Which sounded romantic, but in reality wasn’t necessarily a good thing. If this trial failed—if she still believed he wanted to marry the chicken who had incubated his egg rather than the person he respected, valued and, yes, maybe even loved—she didn’t want to be hung up on a lost cause all the lonely years of her life.

He brushed aside more stubborn curls on her brow. When he dotted a soft kiss on her hairline, her core squeezed with the unmistakable sweet pang of longing. Concentrating on the rapid rhythm of her heartbeat, she breathed in and out, then, forcing herself over caution’s edge, walked her fingers up his shirtfront.

Thing was, he did have a valid point. Didn’t he? Maybe they really ought to check out whether their compatibility in the bedroom was not only as real and wonderful as she remembered, but also whether it would last beyond a night … a week … a month …

His hand framed her face as his thumb worked a light, relaxing circle at her temple. ‘We need to check those waters out thoroughly.’ His mouth caressed the spot. ‘Very thoroughly.’ He groaned and held her closer. ‘Very, very thoroughly.’

Her mouth drifted over and skimmed his. ‘Cooper?’

‘Yes, sweetheart?’

Sweetheart.

She smiled. ‘I get the picture.’

Smiling back, he tasted her parted lips.

Her arms gradually linked around his neck, and he gathered her in for a passionate and meaningful no-holds-barred kiss.

A thunderbolt of searing heat fell through her middle and down her legs, before gushing back up in a fanfare of tingling bright lights.
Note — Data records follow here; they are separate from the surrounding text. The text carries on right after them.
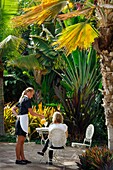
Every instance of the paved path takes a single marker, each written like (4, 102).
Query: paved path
(7, 158)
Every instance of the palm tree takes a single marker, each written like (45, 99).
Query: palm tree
(7, 10)
(97, 13)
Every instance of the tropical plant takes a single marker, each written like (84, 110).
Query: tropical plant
(96, 158)
(7, 11)
(97, 13)
(78, 90)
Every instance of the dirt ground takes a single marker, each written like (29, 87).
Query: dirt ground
(7, 158)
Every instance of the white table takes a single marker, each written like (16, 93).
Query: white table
(42, 131)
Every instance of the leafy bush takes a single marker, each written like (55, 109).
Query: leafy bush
(96, 158)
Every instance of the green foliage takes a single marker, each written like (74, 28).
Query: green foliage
(96, 158)
(34, 122)
(78, 91)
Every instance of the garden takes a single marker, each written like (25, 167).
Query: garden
(64, 50)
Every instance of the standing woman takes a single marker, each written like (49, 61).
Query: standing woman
(21, 126)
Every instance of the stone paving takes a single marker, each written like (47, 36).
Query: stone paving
(7, 158)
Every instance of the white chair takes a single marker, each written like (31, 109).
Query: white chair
(58, 140)
(88, 138)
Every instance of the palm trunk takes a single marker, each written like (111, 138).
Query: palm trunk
(2, 131)
(107, 80)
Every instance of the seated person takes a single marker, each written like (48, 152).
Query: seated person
(57, 122)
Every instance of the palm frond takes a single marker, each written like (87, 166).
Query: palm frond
(86, 12)
(12, 42)
(80, 35)
(29, 62)
(40, 13)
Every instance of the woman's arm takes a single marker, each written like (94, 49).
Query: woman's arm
(14, 109)
(35, 114)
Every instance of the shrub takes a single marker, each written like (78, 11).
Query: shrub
(96, 158)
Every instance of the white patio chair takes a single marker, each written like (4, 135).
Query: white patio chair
(57, 144)
(88, 138)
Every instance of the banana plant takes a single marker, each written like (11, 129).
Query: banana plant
(78, 90)
(98, 14)
(7, 10)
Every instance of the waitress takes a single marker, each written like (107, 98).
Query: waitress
(21, 126)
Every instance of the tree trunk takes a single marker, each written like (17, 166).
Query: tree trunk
(2, 131)
(106, 63)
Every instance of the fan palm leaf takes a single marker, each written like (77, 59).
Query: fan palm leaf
(40, 13)
(76, 36)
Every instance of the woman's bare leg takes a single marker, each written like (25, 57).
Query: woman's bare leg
(20, 148)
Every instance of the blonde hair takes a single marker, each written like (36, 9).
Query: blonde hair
(28, 89)
(57, 117)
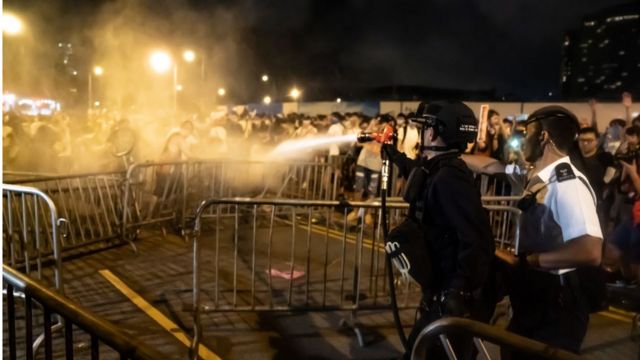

Hanging on tight, she invited him in fully, revelling in the fire that burned and leapt inside her. Time converged in on itself, a twirling, giddy spin that left her breathless, weak and needing more.

Needing it all.

When the kiss ended, Cooper’s breathing was laboured, his voice thick. He nipped her bottom lip. ‘We need to go home or the kangaroos are going to sell tickets.’

She floated up from her dreamy haze to see an audience of marsupials arced around them, eyes bright, apparently most eager to witness the next stage.

He found her gaze. ‘I might not believe in black cats and lucky charms, but I do believe our night together wasn’t a mistake. This isn’t a mistake. I want you, Sophie.’

He stole another penetrating kiss that melted the last of her resistance before reluctantly drawing away.

His smile was soft. ‘Let’s go home.’

With the afternoon’s cool shadows growing longer, and their arms looped around each other’s belts as they left the reserve, Sophie so wanted to take heart in Cooper’s confidence. But that annoying part of her which wasn’t affected by raging hormones niggled and whispered all the way home.

Whether or not she’d been a party to it, ultimately Cooper had got his own way. As of tonight, his bed was her bed.

One-Amazing-Night Baby!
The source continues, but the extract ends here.